“彼は偉大な選手である上に魂を持った男だ。”2014年9月、ジョーダン・ヘンダーソンはリヴァプールの生けるレジェンドからこう称されチームの副キャプテンに任命された。19歳で臨んだサンダーランドでのプレミア初年度に1得点6アシストを記録し、チームの若手MVPにも輝いた英国サッカーの「エリート」はキャリアの大きなステップを踏んだのだ。

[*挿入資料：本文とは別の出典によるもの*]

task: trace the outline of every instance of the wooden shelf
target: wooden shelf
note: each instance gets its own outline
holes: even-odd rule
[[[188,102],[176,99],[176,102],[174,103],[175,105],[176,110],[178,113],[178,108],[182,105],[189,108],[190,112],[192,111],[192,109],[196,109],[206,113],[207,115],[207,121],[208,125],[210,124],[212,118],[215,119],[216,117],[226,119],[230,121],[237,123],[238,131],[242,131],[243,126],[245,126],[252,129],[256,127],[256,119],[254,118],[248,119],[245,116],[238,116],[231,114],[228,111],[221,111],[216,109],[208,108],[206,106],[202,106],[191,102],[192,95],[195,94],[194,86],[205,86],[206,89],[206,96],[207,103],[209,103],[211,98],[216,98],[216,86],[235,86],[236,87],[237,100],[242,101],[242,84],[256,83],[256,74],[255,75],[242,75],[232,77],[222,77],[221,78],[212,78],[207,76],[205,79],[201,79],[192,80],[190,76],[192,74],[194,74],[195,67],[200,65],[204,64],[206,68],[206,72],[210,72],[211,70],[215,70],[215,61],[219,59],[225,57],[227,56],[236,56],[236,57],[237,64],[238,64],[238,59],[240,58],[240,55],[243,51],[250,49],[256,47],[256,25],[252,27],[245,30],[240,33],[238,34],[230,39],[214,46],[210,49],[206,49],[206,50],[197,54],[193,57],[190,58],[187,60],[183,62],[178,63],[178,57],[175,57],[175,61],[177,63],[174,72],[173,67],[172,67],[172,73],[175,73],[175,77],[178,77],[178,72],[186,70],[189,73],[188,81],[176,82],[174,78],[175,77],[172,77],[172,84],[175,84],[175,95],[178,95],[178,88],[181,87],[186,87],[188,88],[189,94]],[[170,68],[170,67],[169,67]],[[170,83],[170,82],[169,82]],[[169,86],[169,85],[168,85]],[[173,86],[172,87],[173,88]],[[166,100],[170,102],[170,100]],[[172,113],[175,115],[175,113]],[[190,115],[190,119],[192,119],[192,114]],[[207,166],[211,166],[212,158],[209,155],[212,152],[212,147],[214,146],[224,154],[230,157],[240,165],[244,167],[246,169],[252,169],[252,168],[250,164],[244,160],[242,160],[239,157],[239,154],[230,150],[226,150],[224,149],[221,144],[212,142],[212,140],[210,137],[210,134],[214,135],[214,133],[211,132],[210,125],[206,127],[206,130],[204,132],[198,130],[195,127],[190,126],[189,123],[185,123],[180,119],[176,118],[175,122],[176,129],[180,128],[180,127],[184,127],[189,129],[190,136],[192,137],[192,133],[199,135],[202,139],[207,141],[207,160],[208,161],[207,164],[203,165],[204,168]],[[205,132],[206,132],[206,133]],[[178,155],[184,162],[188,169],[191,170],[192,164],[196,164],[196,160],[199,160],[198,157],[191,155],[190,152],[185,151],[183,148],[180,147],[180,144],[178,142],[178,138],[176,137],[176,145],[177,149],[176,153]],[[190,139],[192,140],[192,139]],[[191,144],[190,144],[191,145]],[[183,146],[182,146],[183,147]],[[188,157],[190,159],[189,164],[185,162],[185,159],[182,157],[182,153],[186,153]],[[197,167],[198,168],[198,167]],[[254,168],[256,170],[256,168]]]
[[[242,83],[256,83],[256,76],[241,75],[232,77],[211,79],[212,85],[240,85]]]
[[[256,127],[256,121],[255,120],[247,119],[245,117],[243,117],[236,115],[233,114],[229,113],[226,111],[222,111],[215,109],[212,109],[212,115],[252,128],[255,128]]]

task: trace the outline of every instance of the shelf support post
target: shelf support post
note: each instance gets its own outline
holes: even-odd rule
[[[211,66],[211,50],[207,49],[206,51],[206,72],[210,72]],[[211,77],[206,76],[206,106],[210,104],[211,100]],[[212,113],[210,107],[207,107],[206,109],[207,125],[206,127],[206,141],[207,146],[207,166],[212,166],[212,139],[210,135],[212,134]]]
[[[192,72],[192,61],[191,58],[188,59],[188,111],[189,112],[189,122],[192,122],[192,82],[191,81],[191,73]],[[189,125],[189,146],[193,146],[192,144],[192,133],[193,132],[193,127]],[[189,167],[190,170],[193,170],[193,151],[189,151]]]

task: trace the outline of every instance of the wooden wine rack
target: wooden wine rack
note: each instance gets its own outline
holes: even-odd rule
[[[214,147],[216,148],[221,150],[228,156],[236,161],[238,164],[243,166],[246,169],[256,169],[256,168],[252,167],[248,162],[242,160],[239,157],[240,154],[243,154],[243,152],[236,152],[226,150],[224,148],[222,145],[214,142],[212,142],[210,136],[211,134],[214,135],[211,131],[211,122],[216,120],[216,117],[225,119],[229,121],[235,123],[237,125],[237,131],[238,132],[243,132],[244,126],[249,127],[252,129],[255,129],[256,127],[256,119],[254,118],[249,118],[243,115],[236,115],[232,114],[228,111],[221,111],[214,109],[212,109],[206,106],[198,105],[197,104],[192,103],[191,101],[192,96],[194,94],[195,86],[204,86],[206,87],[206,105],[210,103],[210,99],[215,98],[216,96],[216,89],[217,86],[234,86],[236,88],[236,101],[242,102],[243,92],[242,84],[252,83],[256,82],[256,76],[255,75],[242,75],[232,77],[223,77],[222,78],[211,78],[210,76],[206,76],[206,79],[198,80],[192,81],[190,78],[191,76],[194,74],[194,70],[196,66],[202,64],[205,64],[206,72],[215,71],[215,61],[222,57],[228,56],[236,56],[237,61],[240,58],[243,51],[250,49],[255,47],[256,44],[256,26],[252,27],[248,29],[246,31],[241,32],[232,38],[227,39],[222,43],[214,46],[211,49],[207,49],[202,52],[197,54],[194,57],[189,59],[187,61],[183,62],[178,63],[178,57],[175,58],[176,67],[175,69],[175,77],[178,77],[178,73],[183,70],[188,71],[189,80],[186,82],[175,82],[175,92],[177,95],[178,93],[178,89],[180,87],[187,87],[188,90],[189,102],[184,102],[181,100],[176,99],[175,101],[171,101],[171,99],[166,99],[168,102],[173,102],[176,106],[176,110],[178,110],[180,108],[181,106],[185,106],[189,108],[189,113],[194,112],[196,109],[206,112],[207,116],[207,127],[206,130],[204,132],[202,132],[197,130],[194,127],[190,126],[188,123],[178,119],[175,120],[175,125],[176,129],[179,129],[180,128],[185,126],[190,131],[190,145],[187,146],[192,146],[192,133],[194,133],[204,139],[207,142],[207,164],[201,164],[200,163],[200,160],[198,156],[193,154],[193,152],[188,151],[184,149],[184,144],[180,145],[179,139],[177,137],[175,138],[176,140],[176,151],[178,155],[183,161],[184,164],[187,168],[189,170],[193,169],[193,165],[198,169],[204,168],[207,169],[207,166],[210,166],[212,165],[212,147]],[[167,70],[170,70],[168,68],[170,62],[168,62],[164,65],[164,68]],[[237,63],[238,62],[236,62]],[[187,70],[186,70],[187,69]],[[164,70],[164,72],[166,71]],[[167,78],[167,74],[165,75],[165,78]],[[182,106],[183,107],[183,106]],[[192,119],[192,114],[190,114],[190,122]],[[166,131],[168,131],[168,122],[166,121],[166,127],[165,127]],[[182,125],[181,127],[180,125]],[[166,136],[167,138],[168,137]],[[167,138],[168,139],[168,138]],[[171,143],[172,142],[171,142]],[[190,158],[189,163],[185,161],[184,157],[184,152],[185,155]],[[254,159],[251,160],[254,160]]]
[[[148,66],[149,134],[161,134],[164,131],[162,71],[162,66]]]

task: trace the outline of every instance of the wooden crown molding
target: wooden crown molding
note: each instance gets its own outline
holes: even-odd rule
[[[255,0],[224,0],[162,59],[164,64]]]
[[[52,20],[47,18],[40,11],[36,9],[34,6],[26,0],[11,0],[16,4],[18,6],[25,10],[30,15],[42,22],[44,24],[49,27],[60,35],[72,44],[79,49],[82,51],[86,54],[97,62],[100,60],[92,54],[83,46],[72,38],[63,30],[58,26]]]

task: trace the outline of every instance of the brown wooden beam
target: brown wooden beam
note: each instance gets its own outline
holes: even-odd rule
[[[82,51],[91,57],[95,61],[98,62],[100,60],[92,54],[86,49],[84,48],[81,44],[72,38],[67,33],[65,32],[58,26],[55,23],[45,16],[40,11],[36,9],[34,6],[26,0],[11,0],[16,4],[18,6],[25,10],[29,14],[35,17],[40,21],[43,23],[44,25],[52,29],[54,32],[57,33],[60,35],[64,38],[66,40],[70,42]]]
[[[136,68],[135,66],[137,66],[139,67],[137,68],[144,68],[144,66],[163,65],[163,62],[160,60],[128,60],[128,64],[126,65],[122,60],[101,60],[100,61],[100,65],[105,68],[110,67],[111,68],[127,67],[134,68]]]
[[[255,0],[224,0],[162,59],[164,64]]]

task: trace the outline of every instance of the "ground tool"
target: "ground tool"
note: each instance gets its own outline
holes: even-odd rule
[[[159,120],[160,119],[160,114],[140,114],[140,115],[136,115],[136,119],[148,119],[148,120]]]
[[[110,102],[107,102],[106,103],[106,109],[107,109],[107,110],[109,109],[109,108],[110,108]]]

しかし、2011年にマンチェスター・Uとの争奪戦の末やってきた青年がマージーサイドで過ごした日々は決して平坦な道のりではなかった。ダルグリッシュ氏率いるレッズが8位に沈んだ移籍初年度、同時期にチームへ加入したダウニング、アダムらと共に「戦犯」としてバッシングを受けたのだ。ただ、その批判が正しかったことは数値からも読み取れる。37試合に出場して2G1Aと攻撃面の貢献は平凡な上にパス成功率も83.9%と優秀なリンクマンとして働いた訳でもない。さらに加えると、バックパスを18本通したのに対して、前方に通したパスは4本しかなかった開幕戦に象徴されるように、彼の消極的なプレーは度々スタジアムとTVの前にため息をもたらしたのだった。£16mという多額の移籍金がさらに重くのしかかる。
(1112シーズン開幕戦のヘンダーソンの総パス図 from STATS ZONE)
翌シーズン新監督に就任したロジャーズは「損切り」と言わんばかりにデンプシーとのトレード要員としてこの若者をピックアップ。話は決定寸前まで進んでいたが、リヴァプールで戦いたいという本人の強い意志を監督が尊重し残留することとなった。今でこそこの放出未遂が”馬鹿げた試み”であったと言える。しかし、移籍騒動が終わって直ぐに彼のプレーが向上し、ポジション獲得に至った訳ではない。開幕12試合は先発出場することなくベンチを温めたのである。そんな「戦力外」も同然だった彼がシーズン終盤に文字通り覚醒し、翌年レッズが演じた快進撃の立役者となろうとは誰が予想しただろうか。恐らくこの頃に自伝を執筆していたであろうファーガソン氏も同書の中で彼を批判したことを悔いているに違いない。